Baleg juga mengabaikan Keputusan MK No. 70 dengan mengacu pada putusan Mahkamah Agung Nomor 23 P/HUM/2024 yang diketok pada 29 Mei 2024. Putusan mengubah syarat usia calon kepala daerah. Putusan MA menyebut calon gubernur dan wakil gubernur minimal berusia 30 tahun saat dilantik sebagai pasangan calon.
Rumusan draf revisi RUU Pilkada itu disetujui tujuh dari delapan fraksi di Baleh untuk dibawa ke Sidang Paripurna yang dijadwalkan pada Kamis 22 Agustus 2024.
Manuver DPR itu yang kemudian membuat publik marah. Padahal sesuai amanat UUD 1945 hasil amandemen pada Pasal 24C, disebutkan bahwa keputusan Mahkamah Konstitusi bersifat final. Dikutip dari Kompas.com, pakar hukum tata negara Universitas Padjadjaran, Susi Dwi Harijanti, menegaskan bahwa putusan Mahkamah Agung (MK) tidak dapat dianulir dengan revisi undang-undang yang sebelumnya dibatalkan MK.

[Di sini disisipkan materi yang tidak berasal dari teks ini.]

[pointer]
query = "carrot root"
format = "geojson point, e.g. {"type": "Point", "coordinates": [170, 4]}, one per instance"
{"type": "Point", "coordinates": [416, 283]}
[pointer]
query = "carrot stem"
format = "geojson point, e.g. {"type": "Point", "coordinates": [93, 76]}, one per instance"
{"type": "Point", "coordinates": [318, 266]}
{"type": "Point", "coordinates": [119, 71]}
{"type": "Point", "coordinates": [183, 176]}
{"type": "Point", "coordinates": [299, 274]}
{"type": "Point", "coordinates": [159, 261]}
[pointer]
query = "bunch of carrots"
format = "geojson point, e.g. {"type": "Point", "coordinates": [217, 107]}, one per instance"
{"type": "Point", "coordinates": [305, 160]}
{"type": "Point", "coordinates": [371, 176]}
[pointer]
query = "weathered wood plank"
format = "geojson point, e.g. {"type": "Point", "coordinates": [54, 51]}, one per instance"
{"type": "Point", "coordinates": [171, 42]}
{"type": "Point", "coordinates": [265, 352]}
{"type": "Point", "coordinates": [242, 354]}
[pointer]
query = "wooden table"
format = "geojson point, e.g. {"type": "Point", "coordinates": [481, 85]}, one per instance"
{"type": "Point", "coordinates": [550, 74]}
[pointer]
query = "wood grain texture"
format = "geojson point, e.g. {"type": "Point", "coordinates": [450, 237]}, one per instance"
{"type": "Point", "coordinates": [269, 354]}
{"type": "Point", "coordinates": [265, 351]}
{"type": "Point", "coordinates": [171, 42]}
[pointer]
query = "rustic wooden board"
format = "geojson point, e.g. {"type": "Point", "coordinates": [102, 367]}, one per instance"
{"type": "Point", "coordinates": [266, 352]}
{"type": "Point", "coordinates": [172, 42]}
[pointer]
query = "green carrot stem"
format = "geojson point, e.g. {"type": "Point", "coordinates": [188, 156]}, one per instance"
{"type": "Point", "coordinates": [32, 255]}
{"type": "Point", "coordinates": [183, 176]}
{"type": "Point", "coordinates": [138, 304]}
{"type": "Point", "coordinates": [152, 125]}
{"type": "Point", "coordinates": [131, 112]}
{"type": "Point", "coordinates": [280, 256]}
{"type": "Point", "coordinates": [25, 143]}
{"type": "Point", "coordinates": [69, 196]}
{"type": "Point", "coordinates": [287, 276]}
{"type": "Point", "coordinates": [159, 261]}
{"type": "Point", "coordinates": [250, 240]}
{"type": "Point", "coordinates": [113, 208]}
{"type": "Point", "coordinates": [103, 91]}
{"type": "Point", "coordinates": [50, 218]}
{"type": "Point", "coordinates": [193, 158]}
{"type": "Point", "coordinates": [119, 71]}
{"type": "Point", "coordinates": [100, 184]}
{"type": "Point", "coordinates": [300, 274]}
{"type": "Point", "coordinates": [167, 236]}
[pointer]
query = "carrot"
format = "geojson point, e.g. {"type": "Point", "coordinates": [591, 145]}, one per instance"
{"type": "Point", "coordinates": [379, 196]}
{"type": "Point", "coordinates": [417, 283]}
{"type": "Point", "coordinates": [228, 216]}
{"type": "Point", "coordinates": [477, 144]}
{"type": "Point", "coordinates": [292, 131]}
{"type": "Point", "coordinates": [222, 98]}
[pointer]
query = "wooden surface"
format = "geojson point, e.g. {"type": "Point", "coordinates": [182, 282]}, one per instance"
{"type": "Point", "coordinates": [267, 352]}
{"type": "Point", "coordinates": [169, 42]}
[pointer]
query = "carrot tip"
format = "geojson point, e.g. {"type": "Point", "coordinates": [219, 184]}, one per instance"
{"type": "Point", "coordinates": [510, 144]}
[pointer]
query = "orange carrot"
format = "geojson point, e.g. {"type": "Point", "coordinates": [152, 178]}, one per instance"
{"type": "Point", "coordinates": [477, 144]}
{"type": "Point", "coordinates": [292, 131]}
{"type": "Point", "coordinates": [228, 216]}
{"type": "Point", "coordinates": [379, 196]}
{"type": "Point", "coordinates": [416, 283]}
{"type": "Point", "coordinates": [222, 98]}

"Jika ada perubahan undang-undang yang tidak sesuai dengan Putusan MK, (maka undang-undang itu) dikatakan sebagai tidak mematuhi hukum," ucap guru besar yang sempat menjadi kandidat hakim konstitusi itu. Ia menegaskan, putusan MK bersifat final dan mengikat, sehingga DPR, presiden, hingga KPU harus melaksanakannya.
KESIMPULAN
Berdasarkan pemeriksaan fakta, video berisi klaim demonstrasi Peringatan Darurat Disponsori Tom Lembong, keliru.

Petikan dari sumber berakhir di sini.